TV Exec in Charge of The Boys & The Last of Us "Examining" Time Between Seasons for Hit Shows

Katherine Pope, the Sony Pictures TV Studios president who has overseen hits like The Boys, The Last of Us, and Cobra Kai, says in a new interview that she is not happy about the amount of time that it takes to create seasons of prestige TV series. Pope said that waiting as much as two years in between seasons is not only frustrating for fans, but also causes logistical problems, as production and exhibition outlets have to spend a lot more time and money marketing them, since casual viewers have more or less forgotten about the shows in the intervening years.

Pope says she also thinks that the long delays in between seasons are bad for creators who want to tell multi-season arcs. But exactly how to fix it without sacrificing quality is not something she has an easy answer for.

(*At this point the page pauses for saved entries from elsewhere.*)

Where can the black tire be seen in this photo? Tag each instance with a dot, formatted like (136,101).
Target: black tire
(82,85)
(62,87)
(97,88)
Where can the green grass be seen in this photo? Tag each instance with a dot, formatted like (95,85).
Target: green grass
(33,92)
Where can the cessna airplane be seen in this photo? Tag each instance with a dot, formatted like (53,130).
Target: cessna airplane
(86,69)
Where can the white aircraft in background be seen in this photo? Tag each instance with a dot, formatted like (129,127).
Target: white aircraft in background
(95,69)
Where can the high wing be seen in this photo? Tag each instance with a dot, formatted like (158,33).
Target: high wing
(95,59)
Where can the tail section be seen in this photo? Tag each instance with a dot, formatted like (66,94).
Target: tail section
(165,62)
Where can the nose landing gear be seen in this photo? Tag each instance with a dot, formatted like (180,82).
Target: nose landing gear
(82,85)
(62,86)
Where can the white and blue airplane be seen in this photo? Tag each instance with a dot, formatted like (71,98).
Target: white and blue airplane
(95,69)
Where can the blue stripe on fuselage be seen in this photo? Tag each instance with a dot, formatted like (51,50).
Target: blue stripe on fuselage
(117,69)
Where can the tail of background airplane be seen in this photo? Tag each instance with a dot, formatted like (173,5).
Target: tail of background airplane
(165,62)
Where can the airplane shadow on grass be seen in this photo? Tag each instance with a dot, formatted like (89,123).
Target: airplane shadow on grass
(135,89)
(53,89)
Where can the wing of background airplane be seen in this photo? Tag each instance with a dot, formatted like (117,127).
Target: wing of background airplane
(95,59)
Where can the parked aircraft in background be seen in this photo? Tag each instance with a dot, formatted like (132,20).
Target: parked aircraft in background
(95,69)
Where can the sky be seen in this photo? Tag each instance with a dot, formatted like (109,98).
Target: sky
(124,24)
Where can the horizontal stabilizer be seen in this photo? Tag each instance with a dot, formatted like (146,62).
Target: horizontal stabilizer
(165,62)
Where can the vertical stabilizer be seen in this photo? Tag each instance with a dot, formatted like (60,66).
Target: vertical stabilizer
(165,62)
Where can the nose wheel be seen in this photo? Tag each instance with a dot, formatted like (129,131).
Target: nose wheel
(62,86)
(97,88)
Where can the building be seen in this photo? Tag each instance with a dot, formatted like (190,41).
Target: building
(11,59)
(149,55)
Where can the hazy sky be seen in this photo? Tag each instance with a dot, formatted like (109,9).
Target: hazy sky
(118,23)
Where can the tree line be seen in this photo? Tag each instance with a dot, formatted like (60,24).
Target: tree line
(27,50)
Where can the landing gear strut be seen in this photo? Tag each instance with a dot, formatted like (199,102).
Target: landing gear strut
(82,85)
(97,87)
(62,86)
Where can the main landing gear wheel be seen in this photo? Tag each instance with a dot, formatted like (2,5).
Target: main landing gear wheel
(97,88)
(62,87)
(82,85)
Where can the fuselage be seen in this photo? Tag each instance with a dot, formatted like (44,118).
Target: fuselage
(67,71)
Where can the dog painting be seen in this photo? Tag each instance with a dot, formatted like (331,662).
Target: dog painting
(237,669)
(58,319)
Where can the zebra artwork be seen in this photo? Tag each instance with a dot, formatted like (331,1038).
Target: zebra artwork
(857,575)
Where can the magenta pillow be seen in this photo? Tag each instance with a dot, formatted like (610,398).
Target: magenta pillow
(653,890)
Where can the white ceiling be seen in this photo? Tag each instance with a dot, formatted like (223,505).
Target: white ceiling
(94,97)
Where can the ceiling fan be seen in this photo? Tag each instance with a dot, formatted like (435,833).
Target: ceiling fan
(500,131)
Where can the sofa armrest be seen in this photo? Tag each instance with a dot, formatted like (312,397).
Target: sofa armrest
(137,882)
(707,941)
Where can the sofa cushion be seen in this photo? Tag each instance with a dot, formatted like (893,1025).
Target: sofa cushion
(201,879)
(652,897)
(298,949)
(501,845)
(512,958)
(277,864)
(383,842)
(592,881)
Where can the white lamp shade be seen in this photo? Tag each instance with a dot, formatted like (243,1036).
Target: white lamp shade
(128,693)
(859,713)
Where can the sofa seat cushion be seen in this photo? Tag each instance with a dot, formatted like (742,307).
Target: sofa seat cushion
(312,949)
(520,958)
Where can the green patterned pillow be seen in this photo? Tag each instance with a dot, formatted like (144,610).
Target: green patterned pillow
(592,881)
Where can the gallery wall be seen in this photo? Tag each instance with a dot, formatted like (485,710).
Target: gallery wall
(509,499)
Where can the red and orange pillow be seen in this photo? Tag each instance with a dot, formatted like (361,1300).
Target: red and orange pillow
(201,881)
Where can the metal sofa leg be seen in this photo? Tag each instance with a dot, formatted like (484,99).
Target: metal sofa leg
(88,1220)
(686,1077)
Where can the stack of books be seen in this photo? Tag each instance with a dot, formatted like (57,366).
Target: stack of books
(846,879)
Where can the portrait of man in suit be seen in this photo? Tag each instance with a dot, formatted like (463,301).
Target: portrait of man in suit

"The thing I've tasked myself and the teams with this year is examining the time – somebody was calling it slippage – the way in which these shows can be as much as two years in between seasons," Pope told Deadline. "They can take 16 months to two years for the entire production cycle for a season, and we're talking about eight to 10 episodes. These shows are big, some of them are giant, they might as well be blockbuster movies every episode, but at the same time, it's not great for the fans to have that big period of time in between. It's awkward because the platforms have to re-market a show two years after the previous season came out, and it's not great for us as producers to have these shows that we can't repeat in any kind of compressed timeline."

"I don't think it's good for creators either because they end up spending so much time on each season," Pope added. "It's all about making sure that we're protecting the show, and for the creator it's their time and effort and their ability to tell the stories over multiple seasons, which is the art and the beauty of TV, it's a novelization of the characters' stories. When we lose that, we start to lose a key foundational part of our medium. So that's something we are focused on, trying to bring a little more production and timeline hustle to the whole process, just to make sure that these shows get to the fans as quickly as they can."

Pope, who was promoted into her position last summer, is stepping up at an interesting, challenging time. While the end of a number of long-running series from Sony Pictures Television (including Cobra Kai, The Blacklist, and Outlander) would appear to give her a lot of creative control of the direction Sony will take in the next few years, she is also taking on these responsibilities in the middle of an industry-wide slowdown, with streamers looking to cut costs.